The course was extended to 18 holes in 1906 and was almost completely lost due to the Great War. In 1922, F.G. Hawtree and J.H. Taylor were drafted in to ring the changes and began the construction of eight bunkers. Seven years later, James Braid made further alterations which completed in 1936.
Downland in character with good turf, Stinchcombe Hill has an interesting variety of green complexes and the course busts into life at the par four 5th with its greensite benched into the hillside behind a gaping chasm.
Stinchcombe Hill is perched on the edge of an escarpment and as a result has good views down to the south and across to the River Servern to the west. Although it plays like parkland there are not that many trees and has a fairly open feel a bit like Minchinhampton Old Course, and although it is not commonland it also has the issue of walkers and dogs along numerous paths around and across the course. Condition is generally ok although you would never say greens are perfect or quick but are generally acceptable.
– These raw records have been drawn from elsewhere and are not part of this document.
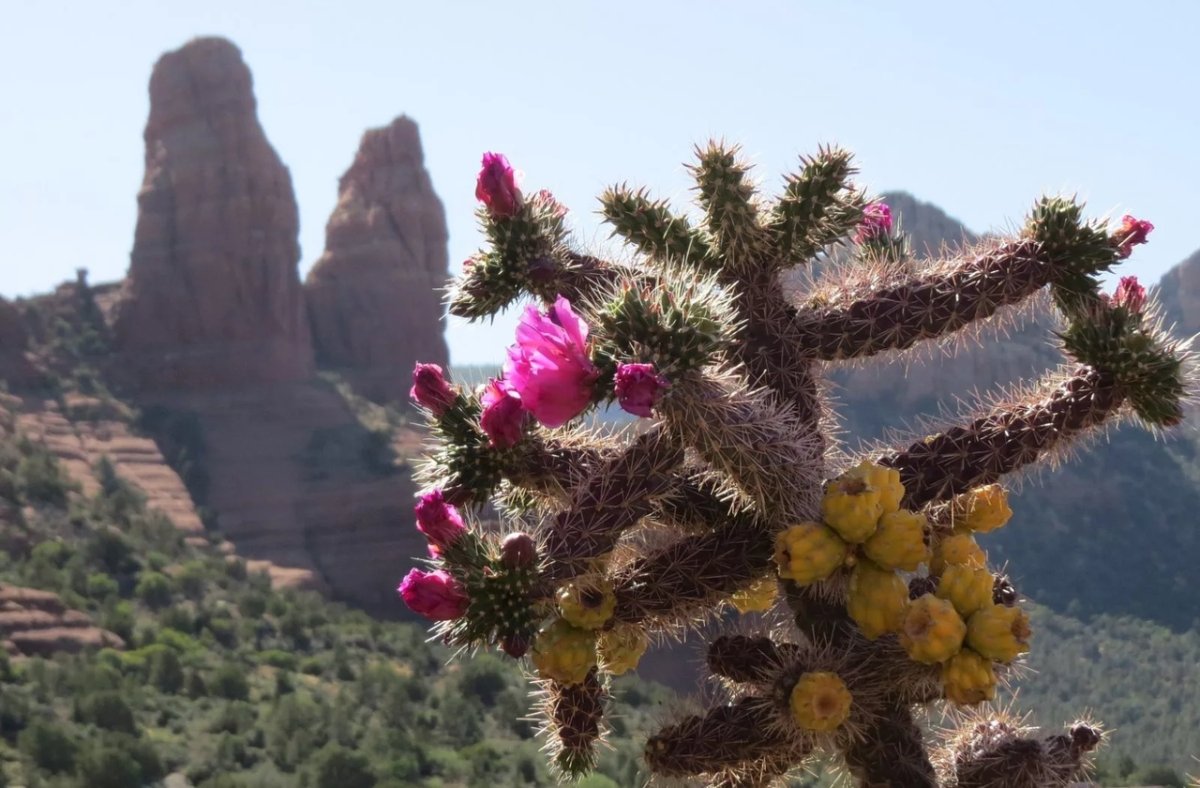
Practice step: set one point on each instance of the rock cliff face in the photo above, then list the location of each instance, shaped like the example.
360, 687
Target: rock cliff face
15, 365
1180, 295
213, 295
372, 296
After an innocuos short par 4 to start the round the crux of making a score is to play holes 2 to 5 well; generally all into the prevailing wind three longish par 4's and a long par 3 at the 4th make it quite a tough start. After that the course is scoreable and it has plenty of variety, never hilly but making use of any slight inclines, with a few nice dog-legs and good par 3's. Only one par 5 and oddly this is on the last hole. I only live 20 minutes away and find it an enjoyable course to play on an occasional basis.